From "Wild Thorn and Lily"
 
  Among the white haw-blossoms, where the creek
  Droned under drifts of dogwood and of haw,
  The redbird, like a crimson blossom blown
  Against the snow-white bosom of the Spring,
  The chaste confusion of her lawny breast,
  Sang on, prophetic of serener days,
  As confident as June's completer hours.

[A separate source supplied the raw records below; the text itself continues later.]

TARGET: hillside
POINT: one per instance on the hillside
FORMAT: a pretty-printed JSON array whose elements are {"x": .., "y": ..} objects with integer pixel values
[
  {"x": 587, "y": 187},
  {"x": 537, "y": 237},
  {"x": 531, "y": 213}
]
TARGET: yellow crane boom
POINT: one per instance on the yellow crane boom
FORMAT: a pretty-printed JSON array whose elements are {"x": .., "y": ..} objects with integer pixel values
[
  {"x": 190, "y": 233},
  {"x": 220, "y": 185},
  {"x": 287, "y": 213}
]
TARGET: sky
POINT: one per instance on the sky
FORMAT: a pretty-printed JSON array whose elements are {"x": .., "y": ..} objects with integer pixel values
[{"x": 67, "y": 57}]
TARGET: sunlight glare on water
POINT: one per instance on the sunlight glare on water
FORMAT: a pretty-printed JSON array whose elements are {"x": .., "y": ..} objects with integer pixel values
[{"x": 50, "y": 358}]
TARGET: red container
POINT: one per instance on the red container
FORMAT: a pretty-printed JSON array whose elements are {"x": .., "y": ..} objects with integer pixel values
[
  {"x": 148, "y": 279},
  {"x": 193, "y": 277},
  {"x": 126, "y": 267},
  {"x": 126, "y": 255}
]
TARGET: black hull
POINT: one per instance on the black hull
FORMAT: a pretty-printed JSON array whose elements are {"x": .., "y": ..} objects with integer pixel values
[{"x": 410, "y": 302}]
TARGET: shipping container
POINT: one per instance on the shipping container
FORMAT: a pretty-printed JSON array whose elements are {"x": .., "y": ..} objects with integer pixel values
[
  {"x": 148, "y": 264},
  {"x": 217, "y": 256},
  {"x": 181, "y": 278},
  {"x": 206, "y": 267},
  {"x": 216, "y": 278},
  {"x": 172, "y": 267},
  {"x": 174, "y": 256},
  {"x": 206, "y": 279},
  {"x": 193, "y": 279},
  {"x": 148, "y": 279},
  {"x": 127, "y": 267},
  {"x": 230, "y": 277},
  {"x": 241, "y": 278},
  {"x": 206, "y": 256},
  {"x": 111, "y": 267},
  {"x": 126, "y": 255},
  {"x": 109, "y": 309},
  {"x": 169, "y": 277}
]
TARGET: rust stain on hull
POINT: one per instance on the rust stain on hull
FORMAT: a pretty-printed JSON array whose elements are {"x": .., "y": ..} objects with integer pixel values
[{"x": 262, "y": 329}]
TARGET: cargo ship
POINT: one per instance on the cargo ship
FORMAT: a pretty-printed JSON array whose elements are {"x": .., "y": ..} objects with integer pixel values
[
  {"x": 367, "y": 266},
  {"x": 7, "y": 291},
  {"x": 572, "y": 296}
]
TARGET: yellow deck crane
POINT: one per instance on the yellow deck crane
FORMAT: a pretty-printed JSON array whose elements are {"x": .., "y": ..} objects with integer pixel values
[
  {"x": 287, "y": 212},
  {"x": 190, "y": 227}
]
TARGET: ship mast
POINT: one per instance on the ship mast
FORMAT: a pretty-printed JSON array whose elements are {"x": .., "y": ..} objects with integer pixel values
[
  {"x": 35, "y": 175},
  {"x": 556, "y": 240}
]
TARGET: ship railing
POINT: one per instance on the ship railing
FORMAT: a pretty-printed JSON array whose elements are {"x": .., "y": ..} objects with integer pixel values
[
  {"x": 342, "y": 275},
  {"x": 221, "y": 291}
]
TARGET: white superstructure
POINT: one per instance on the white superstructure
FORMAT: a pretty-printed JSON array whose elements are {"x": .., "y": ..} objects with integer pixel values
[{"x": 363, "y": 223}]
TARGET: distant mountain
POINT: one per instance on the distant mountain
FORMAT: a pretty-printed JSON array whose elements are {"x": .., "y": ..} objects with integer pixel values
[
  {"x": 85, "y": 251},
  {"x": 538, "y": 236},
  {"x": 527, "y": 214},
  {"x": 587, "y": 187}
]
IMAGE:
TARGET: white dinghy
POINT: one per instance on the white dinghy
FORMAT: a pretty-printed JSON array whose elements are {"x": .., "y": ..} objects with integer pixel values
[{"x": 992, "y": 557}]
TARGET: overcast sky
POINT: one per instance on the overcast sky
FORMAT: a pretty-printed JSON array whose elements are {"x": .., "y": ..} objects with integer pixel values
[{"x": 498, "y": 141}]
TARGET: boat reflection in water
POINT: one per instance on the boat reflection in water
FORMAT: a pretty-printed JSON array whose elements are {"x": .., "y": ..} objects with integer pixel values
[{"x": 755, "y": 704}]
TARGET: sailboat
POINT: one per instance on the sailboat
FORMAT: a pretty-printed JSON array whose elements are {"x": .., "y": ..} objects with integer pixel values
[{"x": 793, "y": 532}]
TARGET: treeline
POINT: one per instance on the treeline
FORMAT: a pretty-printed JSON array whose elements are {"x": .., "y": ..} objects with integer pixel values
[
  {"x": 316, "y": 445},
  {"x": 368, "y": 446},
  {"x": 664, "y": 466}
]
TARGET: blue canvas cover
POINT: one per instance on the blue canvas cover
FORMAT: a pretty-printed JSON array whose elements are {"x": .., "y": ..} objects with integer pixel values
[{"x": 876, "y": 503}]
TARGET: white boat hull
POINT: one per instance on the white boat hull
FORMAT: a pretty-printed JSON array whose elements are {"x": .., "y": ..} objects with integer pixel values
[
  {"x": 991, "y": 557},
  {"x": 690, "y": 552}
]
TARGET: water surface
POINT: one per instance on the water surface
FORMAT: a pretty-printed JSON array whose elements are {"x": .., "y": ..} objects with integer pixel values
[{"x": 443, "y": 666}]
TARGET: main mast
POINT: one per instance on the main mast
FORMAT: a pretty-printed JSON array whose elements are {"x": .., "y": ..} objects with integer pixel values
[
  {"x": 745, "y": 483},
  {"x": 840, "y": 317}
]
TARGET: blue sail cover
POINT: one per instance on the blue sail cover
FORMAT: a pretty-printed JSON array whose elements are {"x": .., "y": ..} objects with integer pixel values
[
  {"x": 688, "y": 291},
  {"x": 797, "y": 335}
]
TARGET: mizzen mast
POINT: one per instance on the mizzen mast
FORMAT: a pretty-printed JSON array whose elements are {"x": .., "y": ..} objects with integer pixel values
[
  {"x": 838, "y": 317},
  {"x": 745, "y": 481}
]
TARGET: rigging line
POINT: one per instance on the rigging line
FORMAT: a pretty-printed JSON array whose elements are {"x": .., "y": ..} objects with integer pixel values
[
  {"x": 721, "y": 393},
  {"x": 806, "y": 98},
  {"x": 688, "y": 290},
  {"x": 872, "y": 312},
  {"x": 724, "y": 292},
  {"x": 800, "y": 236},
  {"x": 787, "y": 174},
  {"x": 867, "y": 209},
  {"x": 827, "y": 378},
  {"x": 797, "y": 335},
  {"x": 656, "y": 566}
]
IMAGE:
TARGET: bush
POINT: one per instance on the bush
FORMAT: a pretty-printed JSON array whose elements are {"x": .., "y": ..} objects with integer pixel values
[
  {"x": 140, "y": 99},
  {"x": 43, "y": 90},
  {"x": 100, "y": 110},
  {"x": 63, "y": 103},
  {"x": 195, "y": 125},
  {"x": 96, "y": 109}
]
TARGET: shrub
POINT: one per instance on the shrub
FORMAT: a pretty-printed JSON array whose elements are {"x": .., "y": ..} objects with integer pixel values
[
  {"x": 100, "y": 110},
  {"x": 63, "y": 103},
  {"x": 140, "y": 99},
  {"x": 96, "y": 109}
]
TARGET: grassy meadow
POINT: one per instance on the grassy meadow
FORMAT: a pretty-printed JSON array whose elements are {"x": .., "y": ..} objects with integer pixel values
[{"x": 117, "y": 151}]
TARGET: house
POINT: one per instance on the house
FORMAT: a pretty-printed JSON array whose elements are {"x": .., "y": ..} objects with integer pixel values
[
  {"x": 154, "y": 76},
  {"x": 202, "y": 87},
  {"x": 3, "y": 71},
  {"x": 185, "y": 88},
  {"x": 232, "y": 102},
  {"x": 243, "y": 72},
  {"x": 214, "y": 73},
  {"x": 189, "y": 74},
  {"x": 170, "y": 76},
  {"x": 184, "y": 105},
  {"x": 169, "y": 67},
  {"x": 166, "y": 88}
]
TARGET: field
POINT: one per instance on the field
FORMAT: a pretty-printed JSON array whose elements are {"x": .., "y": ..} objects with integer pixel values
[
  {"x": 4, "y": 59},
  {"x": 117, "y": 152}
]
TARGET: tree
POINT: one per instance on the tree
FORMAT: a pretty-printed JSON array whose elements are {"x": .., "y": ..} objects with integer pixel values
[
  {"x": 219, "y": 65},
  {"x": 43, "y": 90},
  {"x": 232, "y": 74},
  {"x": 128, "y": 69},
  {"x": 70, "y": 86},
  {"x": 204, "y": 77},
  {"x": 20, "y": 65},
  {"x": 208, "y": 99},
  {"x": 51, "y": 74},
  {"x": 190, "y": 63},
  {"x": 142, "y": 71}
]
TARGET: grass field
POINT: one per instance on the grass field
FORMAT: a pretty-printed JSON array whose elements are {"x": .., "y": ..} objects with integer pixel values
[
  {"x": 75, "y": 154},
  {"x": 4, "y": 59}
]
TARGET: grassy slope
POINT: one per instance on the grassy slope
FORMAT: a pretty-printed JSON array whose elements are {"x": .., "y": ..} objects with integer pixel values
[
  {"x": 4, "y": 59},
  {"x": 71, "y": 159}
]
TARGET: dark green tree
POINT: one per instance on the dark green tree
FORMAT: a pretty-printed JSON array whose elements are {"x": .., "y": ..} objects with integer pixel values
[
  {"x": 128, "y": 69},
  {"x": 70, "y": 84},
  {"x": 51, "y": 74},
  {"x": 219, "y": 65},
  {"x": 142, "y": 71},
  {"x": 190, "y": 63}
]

  And I stood listening like a hind, who hears
  A wood nymph breathing in a forest flute
  Among the beech-boles of myth-haunted ways:
  And when it ceased, the memory of the air
  Blew like a syrinx in my brain: I made
  A lyric of the notes that men might know:
 
 
    He flies with flirt and fluting—
        As flies a crimson star
    From flaming star-beds shooting—
        From where the roses are.
 
 
    Wings past and sings; and seven
        Notes, wild as fragrance is,—
    That turn to flame in heaven,—
        Float round him full of bliss.
 
 
    He sings; each burning feather
        Thrills, throbbing at his throat;
    A song of firefly weather,
        And of a glowworm boat:
 
 
    Of Elfland and a princess
        Who, born of a perfume,
    His music rocks,—where winces
        That rosebud's cradled bloom.
 
 
    No bird sings half so airy,
        No bird of dusk or dawn,
    Thou masking King of Faery!
        Thou red-crowned Oberon!
 

A NIËLLO

I
 
  It is not early spring and yet
  Of bloodroot blooms along the stream,
  And blotted banks of violet,
      My heart will dream.
 
 
  Is it because the windflower apes
  The beauty that was once her brow,
  That the white memory of it shapes
      The April now?
 
 
  Because the wild-rose wears the blush
  That once made sweet her maidenhood,
  Its thought makes June of barren bush
      And empty wood?
 
 
  And then I think how young she died—
  Straight, barren Death stalks down the trees,
  The hard-eyed Hours by his side,
      That kill and freeze.
 
II
 
  When orchards are in bloom again
  My heart will bound, my blood will beat,
  To hear the redbird so repeat,
      On boughs of rosy stain,
  His blithe, loud song,—like some far strain
  From out the past,—among the bloom,—
  (Where bee and wasp and hornet boom)—
      Fresh, redolent of rain.
 
 
  When orchards are in bloom once more,
  Invasions of lost dreams will draw
  My feet, like some insistent law,
      Through blossoms to her door:
  In dreams I'll ask her, as before,
  To let me help her at the well;
  And fill her pail; and long to tell
      My love as once of yore.
 
 
  I shall not speak until we quit
  The farm-gate, leading to the lane
  And orchard, all in bloom again,
      Mid which the bluebirds sit
  And sing; and through whose blossoms flit
  The catbirds crying while they fly:
  Then tenderly I'll speak, and try
      To tell her all of it.
 
 
  And in my dream again she'll place
  Her hand in mine, as oft before,—
  When orchards are in bloom once more,—
      With all her young-girl grace:
  And we shall tarry till a trace
  Of sunset dyes the heav'ns; and then—
  We'll part; and, parting, I again
      Shall bend and kiss her face.
 
 
  And homeward, singing, I shall go
  Along the cricket-chirring ways,
  While sunset, one long crimson blaze
      Of orchards, lingers low:
  And my dead youth again I'll know,
  And all her love, when spring is here—
  Whose memory holds me many a year,
      Whose love still haunts me so!
 
III
 
  I would not die when Springtime lifts
      The white world to her maiden mouth,
  And heaps its cradle with gay gifts,
      Breeze-blown from out the singing South:
  Too full of life and loves that cling;
      Too heedless of all mortal woe,
  The young, unsympathetic Spring,
      That Death should never know.
 
 
  I would not die when Summer shakes
      Her daisied locks below her hips,
  And naked as a star that takes
      A cloud, into the silence slips:
  Too rich is Summer; poor in needs;
      In egotism of loveliness
  Her pomp goes by, and never heeds
      One life the more or less.
 
 
  But I would die when Autumn goes,
      The dark rain dripping from her hair,
  Through forests where the wild wind blows
      Death and the red wreck everywhere:
  Sweet as love's last farewells and tears
      To fall asleep when skies are gray,
  In the old autumn of my years,
      Like a dead leaf borne far away.